Now to contrast, lets assume we have a card with 4 texture units. The same lighting would be able to be done in 1 quad textured pass + 1 single textured pass. Thats 5 texture accesses, 2 depth reads, 1 depth write, 2 color buffer reads, and 2 color buffer writes. Thats 7*4 bytes + 5 texture accesses per pixel. Again, assuming nearest texel, no mip-mapped texturing, thats 28 + 20 = 48 bytes of bandwidth per pixel. Only 40% as much bandwidth. How can that be?
More texture units requrire LESS bandwidth? The reason, as described above, is that there is a LOT of overhead in each pass.

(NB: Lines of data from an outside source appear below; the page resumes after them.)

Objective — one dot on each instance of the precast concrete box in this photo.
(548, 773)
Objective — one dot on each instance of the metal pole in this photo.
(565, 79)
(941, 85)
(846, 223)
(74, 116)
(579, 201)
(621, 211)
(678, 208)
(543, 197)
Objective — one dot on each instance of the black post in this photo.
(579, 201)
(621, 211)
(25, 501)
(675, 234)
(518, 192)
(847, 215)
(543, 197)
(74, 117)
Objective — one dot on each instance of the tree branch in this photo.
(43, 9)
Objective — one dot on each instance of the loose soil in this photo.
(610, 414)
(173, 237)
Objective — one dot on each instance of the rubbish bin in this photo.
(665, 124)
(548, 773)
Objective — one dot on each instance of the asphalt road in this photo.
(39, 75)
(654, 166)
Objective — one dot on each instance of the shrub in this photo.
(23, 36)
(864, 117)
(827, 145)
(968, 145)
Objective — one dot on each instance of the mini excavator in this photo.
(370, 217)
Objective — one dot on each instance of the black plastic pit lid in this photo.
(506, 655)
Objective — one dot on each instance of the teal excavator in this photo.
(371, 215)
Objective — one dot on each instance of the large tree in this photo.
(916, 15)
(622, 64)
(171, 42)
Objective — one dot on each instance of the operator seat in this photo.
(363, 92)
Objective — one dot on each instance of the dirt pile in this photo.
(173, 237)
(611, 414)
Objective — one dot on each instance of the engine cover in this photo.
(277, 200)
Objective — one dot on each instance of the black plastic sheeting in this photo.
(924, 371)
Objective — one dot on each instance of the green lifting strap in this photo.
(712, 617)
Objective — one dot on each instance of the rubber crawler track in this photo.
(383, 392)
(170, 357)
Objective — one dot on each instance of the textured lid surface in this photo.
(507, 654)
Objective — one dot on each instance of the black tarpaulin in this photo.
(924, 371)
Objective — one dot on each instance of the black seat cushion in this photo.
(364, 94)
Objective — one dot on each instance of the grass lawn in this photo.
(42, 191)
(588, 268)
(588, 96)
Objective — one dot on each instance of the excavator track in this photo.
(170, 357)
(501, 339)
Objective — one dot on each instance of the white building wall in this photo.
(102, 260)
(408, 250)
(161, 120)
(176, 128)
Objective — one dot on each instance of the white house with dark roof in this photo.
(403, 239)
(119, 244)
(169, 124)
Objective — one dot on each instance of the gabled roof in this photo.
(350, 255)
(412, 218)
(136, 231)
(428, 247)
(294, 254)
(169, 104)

Also, comparing less textures/more passes to more textures/fewer passes I can say this. With more texture units, in the BEST case, the texture bandwidth is the same as with fewer units. If it take 5 textures either way, you have the same 5 texture accesses spread out over a different number of passes. However, that is in the BEST case. In my example, I needed 11 textures in dual texture hardware vs. 5 textures in quad texture hardware. The reason for this is that, in the process of performing diffuse and specular lighting, I had to caculate attenuations in the first pass, multiply that by the diffuse blinn lighting calculation in the second pass, multiply that by the texture color and the spotlighy filter in the third pass. Then in the fourth pass, I had to calculate attenuation AGAIN. In the fifth pass, I had to calculate the specular blinn lighting equation (which required me to access the bump map AGAIN). Then in the sixth pass, I had to multiply by the diffuse texture AGAIN and the point light filter AGAIN. In all, I had to access the some of the textures in multiple passes, causing redundant bandwidth usage.
This was a bit long, but hopefully it helps you to see the notion that while more texture units looks like it requires more bandwidth, in practical implementation it requires less. I also hope you can see that dedicated phong hardware would be a waste when that same hardware could be added to general purpose per pixel calculations.